Feature Category
Related issue #36
Describe the problem
Plugins don't identify themselves in Malwarecage. They doesn't inform about the status and plugin version.
Plugin can deliver both backend and frontend extension. Some plugins are frontend-only. Frontend extensions are built into the frontend bundle at compile time. Backend extensions are loaded run-time.
Backend plugin entrypoint (__init__.py
) usually looks like this:
from plugin_engine import PluginAppContext
from .resources import MQueryResource
from .schema import MQueryYaraJobSchema
def entrypoint(app_context: PluginAppContext):
# Initialization code which also could be "first installation" code
app_context.register_resource(MQueryResource, "/mquery/search")
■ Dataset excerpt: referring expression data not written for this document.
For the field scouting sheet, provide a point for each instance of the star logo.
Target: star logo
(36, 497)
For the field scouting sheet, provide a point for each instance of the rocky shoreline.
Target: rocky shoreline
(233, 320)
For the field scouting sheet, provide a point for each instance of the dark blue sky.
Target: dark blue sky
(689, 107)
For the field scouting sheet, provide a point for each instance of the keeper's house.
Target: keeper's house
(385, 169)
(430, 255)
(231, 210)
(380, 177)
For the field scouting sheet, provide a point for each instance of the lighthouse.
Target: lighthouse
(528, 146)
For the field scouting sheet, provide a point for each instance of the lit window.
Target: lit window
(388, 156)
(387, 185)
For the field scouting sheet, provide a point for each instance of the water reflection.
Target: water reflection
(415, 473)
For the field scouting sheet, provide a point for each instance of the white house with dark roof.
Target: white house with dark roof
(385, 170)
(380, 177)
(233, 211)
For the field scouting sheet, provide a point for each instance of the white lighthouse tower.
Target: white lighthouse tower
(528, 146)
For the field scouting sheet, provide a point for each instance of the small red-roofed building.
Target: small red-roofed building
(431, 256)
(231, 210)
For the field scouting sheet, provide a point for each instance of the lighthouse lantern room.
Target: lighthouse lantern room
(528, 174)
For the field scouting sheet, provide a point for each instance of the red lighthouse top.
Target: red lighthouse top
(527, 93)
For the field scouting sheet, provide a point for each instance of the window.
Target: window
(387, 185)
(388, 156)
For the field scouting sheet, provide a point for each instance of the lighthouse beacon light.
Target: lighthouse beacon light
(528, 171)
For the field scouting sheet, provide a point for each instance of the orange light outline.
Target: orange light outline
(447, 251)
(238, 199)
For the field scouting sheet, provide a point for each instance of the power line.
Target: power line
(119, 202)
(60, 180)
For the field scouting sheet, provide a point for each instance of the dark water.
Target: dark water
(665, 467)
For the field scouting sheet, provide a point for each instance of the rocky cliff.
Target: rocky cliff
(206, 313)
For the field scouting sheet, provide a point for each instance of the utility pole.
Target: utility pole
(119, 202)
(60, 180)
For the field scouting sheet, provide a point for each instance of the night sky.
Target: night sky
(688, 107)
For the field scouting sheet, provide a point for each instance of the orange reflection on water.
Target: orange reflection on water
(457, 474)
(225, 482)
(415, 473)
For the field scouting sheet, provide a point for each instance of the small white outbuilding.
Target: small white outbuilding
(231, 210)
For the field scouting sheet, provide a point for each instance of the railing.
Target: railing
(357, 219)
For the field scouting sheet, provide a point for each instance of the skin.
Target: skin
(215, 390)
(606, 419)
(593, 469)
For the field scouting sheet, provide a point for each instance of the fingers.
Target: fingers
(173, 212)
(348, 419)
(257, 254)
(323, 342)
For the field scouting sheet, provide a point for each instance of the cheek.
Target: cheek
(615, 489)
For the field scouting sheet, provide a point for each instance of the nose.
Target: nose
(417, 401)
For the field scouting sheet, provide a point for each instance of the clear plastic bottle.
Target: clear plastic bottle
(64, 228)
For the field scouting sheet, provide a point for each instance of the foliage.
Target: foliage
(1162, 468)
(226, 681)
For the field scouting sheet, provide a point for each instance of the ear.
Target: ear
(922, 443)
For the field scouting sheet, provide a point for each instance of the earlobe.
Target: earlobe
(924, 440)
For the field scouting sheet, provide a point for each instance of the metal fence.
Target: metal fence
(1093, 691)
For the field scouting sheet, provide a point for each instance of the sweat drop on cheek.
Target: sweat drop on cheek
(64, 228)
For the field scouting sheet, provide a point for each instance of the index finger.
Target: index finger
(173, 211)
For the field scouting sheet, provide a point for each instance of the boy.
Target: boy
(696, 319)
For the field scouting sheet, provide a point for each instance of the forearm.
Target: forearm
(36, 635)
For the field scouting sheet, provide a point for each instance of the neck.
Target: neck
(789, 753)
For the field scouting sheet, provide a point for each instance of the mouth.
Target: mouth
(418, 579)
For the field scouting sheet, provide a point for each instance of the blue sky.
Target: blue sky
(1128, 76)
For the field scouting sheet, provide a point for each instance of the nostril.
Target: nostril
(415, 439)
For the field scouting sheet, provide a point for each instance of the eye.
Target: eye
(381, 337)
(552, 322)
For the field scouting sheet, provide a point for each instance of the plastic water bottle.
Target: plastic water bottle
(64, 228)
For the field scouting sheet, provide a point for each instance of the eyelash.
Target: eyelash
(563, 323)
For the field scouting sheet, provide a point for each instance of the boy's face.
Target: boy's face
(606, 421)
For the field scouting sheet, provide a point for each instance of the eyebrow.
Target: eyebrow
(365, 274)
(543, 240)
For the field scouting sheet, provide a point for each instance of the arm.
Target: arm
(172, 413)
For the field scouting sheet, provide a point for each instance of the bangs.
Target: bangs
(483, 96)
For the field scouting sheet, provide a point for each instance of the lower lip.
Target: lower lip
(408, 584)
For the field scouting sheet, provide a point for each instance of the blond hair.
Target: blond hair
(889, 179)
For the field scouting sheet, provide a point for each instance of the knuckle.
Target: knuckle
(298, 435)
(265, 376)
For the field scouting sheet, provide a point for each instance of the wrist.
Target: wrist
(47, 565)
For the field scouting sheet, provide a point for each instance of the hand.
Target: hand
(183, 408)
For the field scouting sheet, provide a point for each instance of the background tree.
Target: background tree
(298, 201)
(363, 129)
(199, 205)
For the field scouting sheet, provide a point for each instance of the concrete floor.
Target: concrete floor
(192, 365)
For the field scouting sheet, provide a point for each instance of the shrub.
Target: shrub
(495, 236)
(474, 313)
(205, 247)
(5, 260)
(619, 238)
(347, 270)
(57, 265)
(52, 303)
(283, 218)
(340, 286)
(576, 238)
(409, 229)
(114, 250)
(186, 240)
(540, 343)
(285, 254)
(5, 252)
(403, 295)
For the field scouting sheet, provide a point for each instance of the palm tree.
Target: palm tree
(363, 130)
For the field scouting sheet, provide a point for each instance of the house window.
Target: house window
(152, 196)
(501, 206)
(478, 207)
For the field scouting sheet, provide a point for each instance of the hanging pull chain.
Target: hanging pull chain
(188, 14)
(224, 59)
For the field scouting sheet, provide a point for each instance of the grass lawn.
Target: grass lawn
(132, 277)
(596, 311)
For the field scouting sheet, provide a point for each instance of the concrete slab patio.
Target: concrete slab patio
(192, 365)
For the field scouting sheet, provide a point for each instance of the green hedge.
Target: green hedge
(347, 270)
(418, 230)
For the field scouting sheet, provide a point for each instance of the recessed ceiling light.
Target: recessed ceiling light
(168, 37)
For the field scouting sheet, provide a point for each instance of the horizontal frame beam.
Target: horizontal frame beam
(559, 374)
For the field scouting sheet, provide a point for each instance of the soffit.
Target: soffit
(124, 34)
app_context.register_schema_spec("MQueryYaraJobSchema", MQueryYaraJobSchema)
...
__plugin_entrypoint__ = entrypoint
Describe the solution you'd like
Plugin should provide its author/version/docstring information via module-level dunder names (__author__
, __version__
and __doc__
like in __plugin_entrypoint__
case)
"""MQuery integration plugin"""
from plugin_engine import PluginAppContext
from .resources import MQueryResource
from .schema import MQueryYaraJobSchema
__author__ = "CERT Polska"
__version__ = "1.0.0"
def entrypoint(app_context: PluginAppContext):
# Initialization code which also could be "first installation" code
app_context.register_resource(MQueryResource, "/mquery/search")
app_context.register_schema_spec("MQueryYaraJobSchema", MQueryYaraJobSchema)
...
__plugin_entrypoint__ = entrypoint
Frontend-only plugins should also deliver the information stub in __init__.py
(e.g. plugins/certInfo/__init__.py
customizing the logo and adding our Terms of Service)
"""mwdb.cert.pl logo and Terms of Service plugin"""
__author__ = "CERT Polska"
__version__ = "1.0.0"
It means that __init__.py
is now mandatory and __plugin_entrypoint__
is optional
These information should be gathered by backend plugin loader plugin_engine.load_plugins
https://github.com/CERT-Polska/malwarecage/blob/master/plugin_engine.py#L97 and exposed via global dictionary plugin_engine.loaded_plugins
(due to current code structure it would be difficult to expose it other way, good topic for future code refactor)
loaded_plugins = {
"<module name>": {
"active": bool
"author":
"description":
"version": ...
}
}
When __author__
, __description__
or __version__
is missing, None should be placed instead.
When plugin is successfully loaded, active
should be set to True
. False
otherwise. The reason of inactivity should stay visible only in logs (the most common case will be probably a lack of configuration).
Complete plugin information (from plugin_engine.loaded_plugins
should be exposed via /server
endpoint (ServerInfoResource
, https://github.com/CERT-Polska/malwarecage/blob/master/resources/server.py#L28)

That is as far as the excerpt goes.